The 2007-2012 Strategic Plan

      The Strategic Plan was developed under the guidance of McKinsey and Company, a global management consultant firm that supports the No Child Left Behind agenda. McKinsey and company has done a lot of consulting for the Minneapolis Public Schools. The Strategic Plan set very ambitious test-score-gap-closing goals. However, I opposed the Strategic Plan because it failed to address factors like the high exposure of students of color to inexperienced teachers and watered-down curriculum, and was therefore doomed to failure as a test-score-gap-closing plan. The School Board was focused on compliance with requirements of No Child Left Behind. Minneapolis Public Schools began to sponsor charter schools and push more vigorously for elimination of teacher seniority and tenure rights in collective bargaining agreements with the Minneapolis Federation of Teachers.

Managed, "data-driven" instruction

In my opinion, the shift toward "managed instruction" is part of an agenda of de-skilling and de-professionalizing the teaching profession. An increasingly large proportion of teachers are being pushed out of the profession within five years of entering it. And more teachers with very limited training as teachers are getting hired on a short-term basis, e.g., Teach for America. Managed instruction takes away some of a teachers autonomy in adapting the curriculum to better accommodate the strengths, weakness and learning styles of students, which most teachers with a 4 year degree Elementary or Secondary Education are trained to do.
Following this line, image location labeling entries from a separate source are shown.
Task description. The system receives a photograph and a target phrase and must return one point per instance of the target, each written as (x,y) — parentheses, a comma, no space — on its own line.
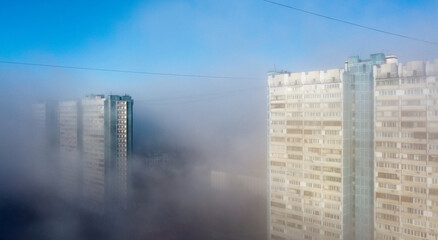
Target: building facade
(359,73)
(90,142)
(377,177)
(107,148)
(70,148)
(406,150)
(310,160)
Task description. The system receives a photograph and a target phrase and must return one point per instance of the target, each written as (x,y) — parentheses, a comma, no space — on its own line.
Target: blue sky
(227,37)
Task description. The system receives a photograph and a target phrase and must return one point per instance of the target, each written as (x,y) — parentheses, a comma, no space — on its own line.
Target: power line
(351,23)
(123,71)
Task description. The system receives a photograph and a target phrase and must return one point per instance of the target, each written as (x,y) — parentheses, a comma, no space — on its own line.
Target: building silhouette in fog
(107,147)
(352,151)
(93,149)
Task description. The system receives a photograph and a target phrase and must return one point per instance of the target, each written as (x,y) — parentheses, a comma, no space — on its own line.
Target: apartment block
(406,150)
(70,146)
(310,155)
(107,147)
(359,73)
Teachers with less training are less able to take a student centered approach to curriculum development, instruction, and learning activities in their classrooms. Just as students have different strengths and weakness and styles, so do teachers. The shift to a more standardized and narrowed curriculum and a less flexible model of teaching is not the direction in which K-12 education should be moving.

What is managed Instruction / Focused Instruction? For definitions

See: Managed instruction is not going away unless we make it  Classroom Struggle

excerpts from the above blog entry:

  • scripted curriculum – refers to commercial reading programs that have highly structured lessons, often with specific time allotments for teaching specific skills, and often word-for-word scripts of what the teacher is to say. These curricula (i.e., Mondo) are commonly used in particular subjects and grades in St. Paul Public Schools, and strictly manage when and what teachers can do in their classrooms.
  • focused instruction – while not necessarily scripted per se, focused instruction is based on the same kind of logic that removes autonomy from students and teachers. While Minneapolis Public Schools (MPS) calls it “simply good teaching and learning”, focused instruction is an approach to managing students and teachers by prescribing guidelines for what, when, and how to teach, test, and manage student data. It is now mandated across all levels of MPS, from early childhood to 12th grade.
  • direct instruction – still running on the same logic as above, direct instruction is managed instruction but with an extra emphasis on teacher-directedness and teacher authority. Harvest Prep Academy, a charter school in North Minneapolis that serves primarily African American students, and that has received national attention for its high test scores, uses Direct Instruction from Houghton Mifflin. From my experience tutoring in classrooms here, a direct instruction approach emphasizes lecture and culling pre-determined answers from students who, when not answering questions are told (by school-wide policy) to sit with a “bubble” in their mouths and their hands squarely on their desks.
  • managed or standardized instruction – these are more catch-all terms that encompass curricula and instructional strategies that attempt to ‘sync’ and control teaching across classrooms and are generally mandated through top-down decision-making.